Następuje stopniowe odchodzenie od tradycyjnego rolnictwa, które opierało się na intensywnym stosowaniu sztucznych nawozów. Zastępują je nowoczesne systemy, takie jak produkcja integrowana, ekologiczna oraz system „zero pozostałości”. Prof. Joanna Puławska z Instytutu Ogrodnictwa – PIB w Skierniewicach podkreśla, że zrównoważona produkcja staje się koniecznością, zarówno ze względów ekologicznych, jak i ekonomicznych.
Unia Europejska, poprzez strategię Europejskiego Zielonego Ładu, stawia nowe wyzwania przed rolnictwem ekologicznym, w tym zwiększenie udziału takiej produkcji do 25% wszystkich upraw w UE do 2030 roku. Polska, z niższym niż średnia unijna zużyciem substancji czynnej na hektar, wydaje się być dobrze przygotowana do spełnienia tych wymogów.
Z badań wynika, że zrównoważona produkcja owoców nie tylko gwarantuje lepsze zyski, ale również jest bardziej korzystna dla środowiska. Zarówno sadownicy, handlowcy, jak i konsumenci zgadzają się co do wysokiej jakości owoców produkowanych w sposób zrównoważony. Sadownik Dawid Królikowski, który prowadzi gospodarstwo w Błędowie, podkreśla, że integrowana produkcja, łącząca korzyści ekologiczne z ekonomicznymi, zyskuje na popularności, również dzięki możliwości uzyskania dopłat w ramach ekoschematu.
Związek Sadowników RP od roku prowadzi kampanię informacyjno-edukacyjną „Czas na zrównoważoną produkcję owoców”, mającą na celu promocję zrównoważonych metod produkcji oraz edukację producentów i konsumentów. Kampania ta skierowana jest nie tylko do polskich, ale również niemieckich i austriackich producentów owoców.

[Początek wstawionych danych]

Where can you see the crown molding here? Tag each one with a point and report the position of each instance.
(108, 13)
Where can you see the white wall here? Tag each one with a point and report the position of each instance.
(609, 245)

Sadownictwo w Polsce ewoluuje w odpowiedzi na rosnące wymagania konsumentów i wyzwania ekologiczne współczesnego świata. Zmiana ta wpływa nie tylko na jakość i bezpieczeństwo produktów, ale także przyczynia się do ochrony środowiska i zwiększenia zysków dla producentów. Wszystko to wskazuje, że polski rynek owoców coraz śmielej kroczy w kierunku zrównoważonej produkcji, stanowiąc przykład dla innych sektorów gospodarki.